Report Title:Symmetric Poisson geometry, totally geodesic foliations and Jacobi-Jordan algebras
Reporter:Roberto Rubio , Autonomous University of Barcelona
Report Time:March 12, 2026, 15:00-17:00
Report Location:Zoom Id: 904 645 6677,Password: 2026
Meeting ID: :
https://us06web.zoom.us/j/9046456677?pwd=CWu8WvANi9ohJh4OW91sTVqBM9zsOT.1&omn=86972689584
Abstract: I will introduce symmetric Poisson geometry, the study of symmetric bivector fields on a manifold. I will first discuss their integrability condition, then move to their geometric interpretation, which features totally geodesic foliations, and finally discuss some interesting examples, including their connection to Jacobi-Jordan algebras. This is joint work with Filip Moucka, available on arXiv2508.15890.

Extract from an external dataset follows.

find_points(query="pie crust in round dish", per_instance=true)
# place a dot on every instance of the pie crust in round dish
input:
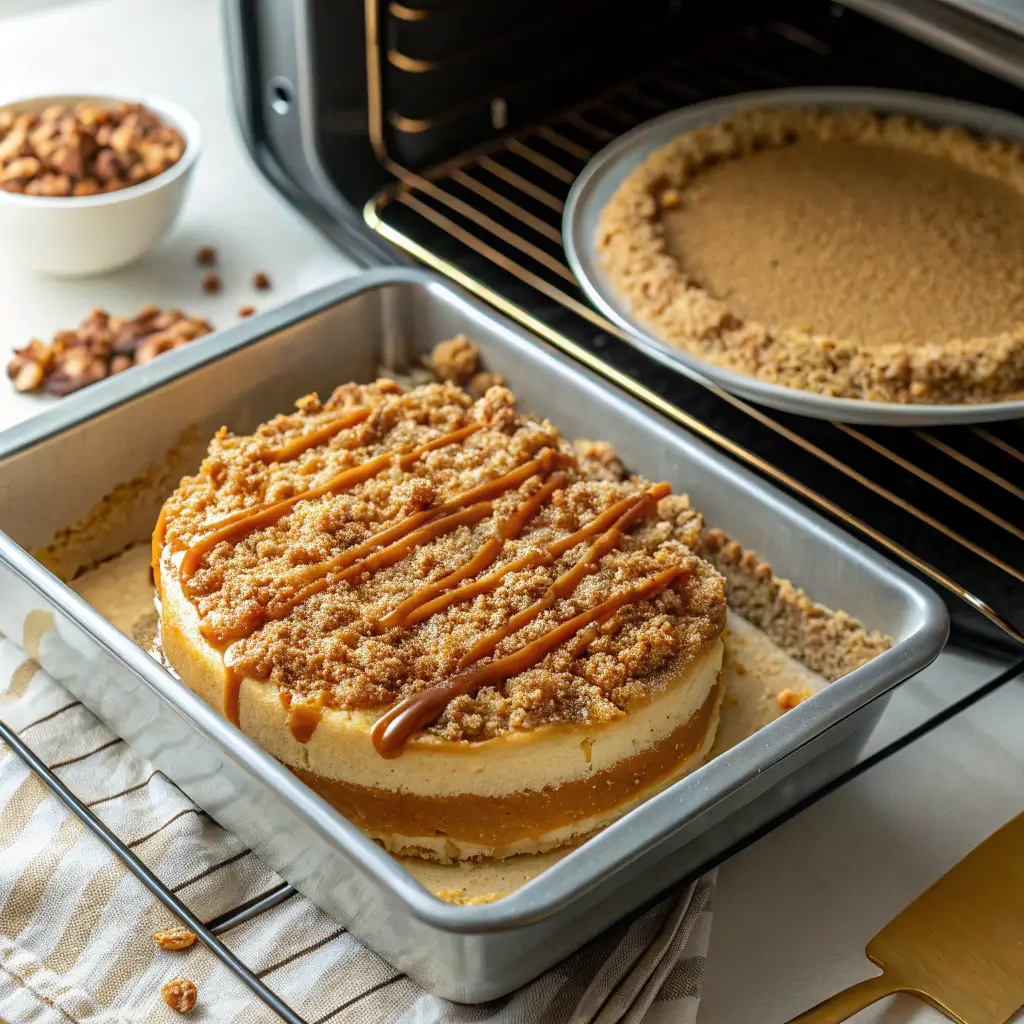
(834, 251)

Bio: Roberto Rubio is a Ramón y Cajal researcher at the Autonomous University of Barcelona and the PI of the research grants GENTLE and DÉCOLLAGE. He first worked on Higgs bundles (PhD, ICMAT 2012) and then developed generalized geometry of type Bn (PhD, Oxford 2015). He has been a postdoctoral fellow at IMPA, where he worked on Dirac structures, and the Weizmann Institute of Science, where he worked on Gelfand pairs, as well as a Marie Skłodowska-Curie Individual Fellow. He is an expert on generalized geometry and Courant algebroids, with a special focus on the development and study of new geometrical frameworks.